Since the project was only released a couple days ago, it's lacking several important features. For example, you can't...

  • set flags (i for case insensitivity, u for unicode support, g for global search, etc)
  • negate ranges (e.g. /[^A]/) (turns out this is possible with Melody's raw functionality)
  • create arbitrary multi-ranges (e.g. /[a-c1-3]/)
  • pass in variables (JavaScript, not RegEx)

All that said, the syntax is pretty slick. Here's a simple example from the docs for finding a hashtag in a string:

"#";
some of <word>;

Here's the RegEx that's output:

/#(?:\w)+/

The syntax is interesting, but I'd argue that if you didn't know RegEx then you'd find the Melody version to be infinitely more readable.

Interesting Syntax

Let's talk about some of the ways Melody makes RegEx more human readable and less like using blood to draw runes into the dirt for the purposes of enacting an arcane incantation.

Symbols

Symbols are Melody's way of simplifying a lot of common RegEx tasks.
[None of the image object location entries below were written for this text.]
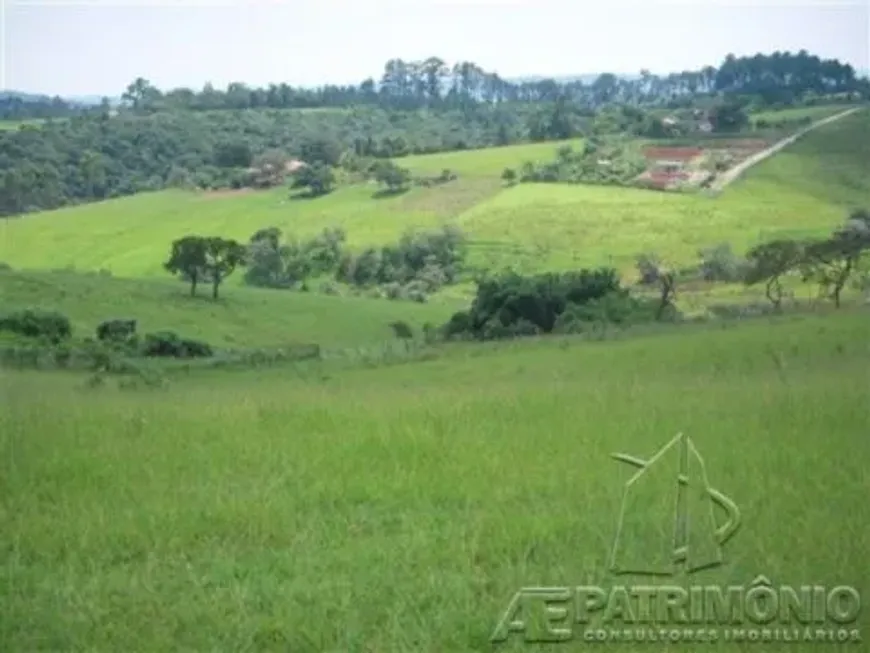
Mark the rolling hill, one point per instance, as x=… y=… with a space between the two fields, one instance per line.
x=360 y=506
x=808 y=188
x=400 y=508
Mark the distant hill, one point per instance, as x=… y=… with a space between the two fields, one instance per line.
x=586 y=78
x=78 y=100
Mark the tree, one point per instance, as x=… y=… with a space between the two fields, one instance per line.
x=222 y=257
x=318 y=178
x=233 y=155
x=188 y=260
x=768 y=262
x=832 y=261
x=653 y=271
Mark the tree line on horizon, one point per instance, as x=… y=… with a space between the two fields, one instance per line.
x=777 y=78
x=101 y=156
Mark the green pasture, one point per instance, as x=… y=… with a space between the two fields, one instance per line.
x=242 y=317
x=806 y=189
x=797 y=113
x=400 y=508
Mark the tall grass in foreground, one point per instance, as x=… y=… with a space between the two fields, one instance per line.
x=399 y=509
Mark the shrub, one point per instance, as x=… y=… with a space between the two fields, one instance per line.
x=511 y=305
x=51 y=325
x=116 y=330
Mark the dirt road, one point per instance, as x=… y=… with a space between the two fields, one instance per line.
x=731 y=175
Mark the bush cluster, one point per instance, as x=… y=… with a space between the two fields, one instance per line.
x=600 y=161
x=511 y=305
x=418 y=265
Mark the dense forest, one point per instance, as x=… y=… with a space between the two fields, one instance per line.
x=213 y=139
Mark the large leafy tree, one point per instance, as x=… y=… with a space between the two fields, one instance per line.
x=222 y=257
x=832 y=261
x=205 y=259
x=187 y=258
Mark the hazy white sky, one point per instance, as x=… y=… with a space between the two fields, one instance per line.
x=99 y=46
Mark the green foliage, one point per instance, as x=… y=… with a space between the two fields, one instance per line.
x=509 y=304
x=768 y=262
x=272 y=263
x=32 y=323
x=233 y=155
x=509 y=176
x=168 y=344
x=728 y=117
x=832 y=262
x=419 y=264
x=317 y=178
x=601 y=161
x=116 y=330
x=209 y=259
x=394 y=178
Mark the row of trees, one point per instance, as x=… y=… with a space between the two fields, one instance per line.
x=419 y=264
x=780 y=77
x=510 y=305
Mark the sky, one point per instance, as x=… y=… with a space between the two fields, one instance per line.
x=98 y=47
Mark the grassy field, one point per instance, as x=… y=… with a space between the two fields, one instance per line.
x=243 y=317
x=8 y=125
x=399 y=509
x=806 y=189
x=796 y=113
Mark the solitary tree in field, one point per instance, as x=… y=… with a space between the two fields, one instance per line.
x=832 y=261
x=222 y=257
x=188 y=260
x=206 y=259
x=769 y=262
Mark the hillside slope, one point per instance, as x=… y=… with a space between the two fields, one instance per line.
x=806 y=188
x=241 y=318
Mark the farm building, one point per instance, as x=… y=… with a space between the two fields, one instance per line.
x=671 y=159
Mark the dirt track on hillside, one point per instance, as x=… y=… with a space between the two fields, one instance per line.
x=729 y=176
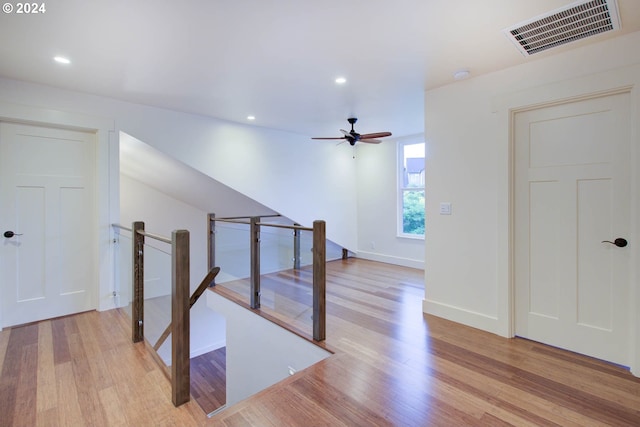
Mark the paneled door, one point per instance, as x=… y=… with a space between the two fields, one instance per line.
x=47 y=218
x=572 y=198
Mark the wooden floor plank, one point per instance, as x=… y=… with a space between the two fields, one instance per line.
x=393 y=366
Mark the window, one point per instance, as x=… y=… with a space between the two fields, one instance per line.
x=411 y=189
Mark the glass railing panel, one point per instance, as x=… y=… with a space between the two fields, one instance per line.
x=157 y=295
x=233 y=256
x=284 y=289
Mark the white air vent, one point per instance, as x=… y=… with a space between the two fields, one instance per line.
x=574 y=22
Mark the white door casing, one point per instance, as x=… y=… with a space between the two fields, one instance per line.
x=572 y=191
x=47 y=185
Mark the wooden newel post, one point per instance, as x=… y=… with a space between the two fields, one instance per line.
x=254 y=236
x=180 y=327
x=211 y=242
x=296 y=248
x=137 y=293
x=319 y=280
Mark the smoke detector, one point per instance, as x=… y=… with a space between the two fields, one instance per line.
x=574 y=22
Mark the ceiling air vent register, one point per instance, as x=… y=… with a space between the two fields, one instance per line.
x=574 y=22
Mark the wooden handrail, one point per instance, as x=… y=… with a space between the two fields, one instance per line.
x=208 y=279
x=243 y=217
x=154 y=236
x=121 y=226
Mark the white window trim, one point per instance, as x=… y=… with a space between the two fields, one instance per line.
x=400 y=189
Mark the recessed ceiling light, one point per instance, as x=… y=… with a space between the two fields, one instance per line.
x=62 y=60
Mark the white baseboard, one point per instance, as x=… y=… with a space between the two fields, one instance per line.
x=389 y=259
x=463 y=316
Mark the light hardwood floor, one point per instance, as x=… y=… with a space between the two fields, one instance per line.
x=393 y=365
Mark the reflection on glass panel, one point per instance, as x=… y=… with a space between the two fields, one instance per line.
x=233 y=256
x=285 y=291
x=157 y=295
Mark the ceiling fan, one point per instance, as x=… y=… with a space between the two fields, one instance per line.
x=353 y=136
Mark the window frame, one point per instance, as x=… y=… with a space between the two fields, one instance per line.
x=401 y=189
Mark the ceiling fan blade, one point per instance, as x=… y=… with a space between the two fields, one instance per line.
x=375 y=135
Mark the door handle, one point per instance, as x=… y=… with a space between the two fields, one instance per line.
x=9 y=234
x=619 y=242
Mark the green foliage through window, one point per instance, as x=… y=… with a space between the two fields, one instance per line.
x=413 y=212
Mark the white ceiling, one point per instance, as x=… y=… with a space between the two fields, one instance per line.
x=275 y=59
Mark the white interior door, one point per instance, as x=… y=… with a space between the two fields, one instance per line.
x=572 y=191
x=47 y=191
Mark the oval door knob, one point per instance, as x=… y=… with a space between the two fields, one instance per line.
x=619 y=242
x=9 y=234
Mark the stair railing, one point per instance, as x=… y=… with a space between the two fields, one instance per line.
x=319 y=260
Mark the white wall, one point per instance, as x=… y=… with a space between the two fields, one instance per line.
x=162 y=214
x=467 y=132
x=302 y=179
x=377 y=172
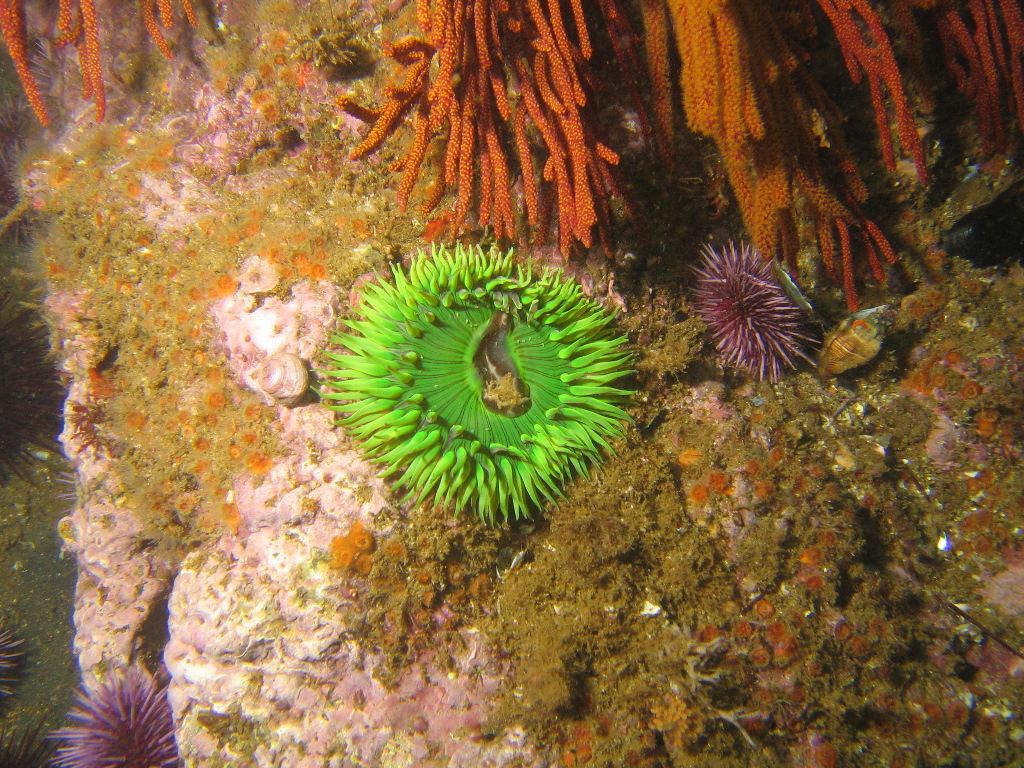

For example, if you want to capture any normal Latin character in any case, you might write [a-zA-Z]. With Melody, though, you can use the <alphabetic> symbol! There are ~16 symbols as of this writing, but here are some of my favorites so far:

  • <char> An alternative to the wildcard (.) character, which matches anything. <char> takes all the guess work out of figuring out if \\\. is a wildcard or a literal period character. 🙃
  • <word> RegEx escape codes are extremely useful, but it's not always clear what they're doing. The <word> symbol matches any word character. This is the same as the \w escape code in RegEx.
  • <alphanumeric> Matches any Latin character (A-Z) in any case (a-z), as well as numbers (0-9). This is the same as using [a-zA-Z0-9] in RegEx.
Special Symbols

As of this writing, there are two special symbols: <start> and <end>. These symbols correlate to the ^ and $ characters, respectively. They're used to indicate that the search must start at the beginning or the end of the string, or if the search should be all-inclusive (when using both symbols).

Quantifiers

Quantifiers allow us to, uh... well, they allow us to quantify our expressions. For example, you might use something like this to check for a UUID with RegEx:

/^\w{8}-\w{4}-\w{4}-\w{4}-\w{12}$/

Here, {8}, {4}, and {12} are all quantifiers. They indicate that you want exactly 8, 4, and 12 respectively of the preceding search. With Melody, this would be handled with the ... of ... quantifier:

<start>;
8 of <word>;
"-";
4 of <word>;
"-";
4 of <word>;
"-";
4 of <word>;
"-";
12 of <word>;
<end>;

If you need a number of characters within a certain range, you can use {min,max}. For example, \d{1,2} would indicate that you want between 1 and 2 digits. Melody provides the ... to ... of ... quantifier:

1 to 2 of <digit>;

Melody also provides alternatives for the * (zero or more), + (one or more), and ? (zero or one) quantifiers:

// \d*
any of <digit>;

// \d+
some of <digit>;

// \d?
option of <digit>;

Character Ranges

When searching for something within a known character set you need to use a character range (hexadecimal, for example, would be [0-9a-f]). Declaring ranges is handled by the ... to ... expression.

// [a-f]
a to f;

// [1-5]
1 to 5;

Groups

One of the most vital features of RegEx is groups! Capturing and non-capturing groups make it possible to create extremely complex searches. Melody enables these capture, match, and either groups.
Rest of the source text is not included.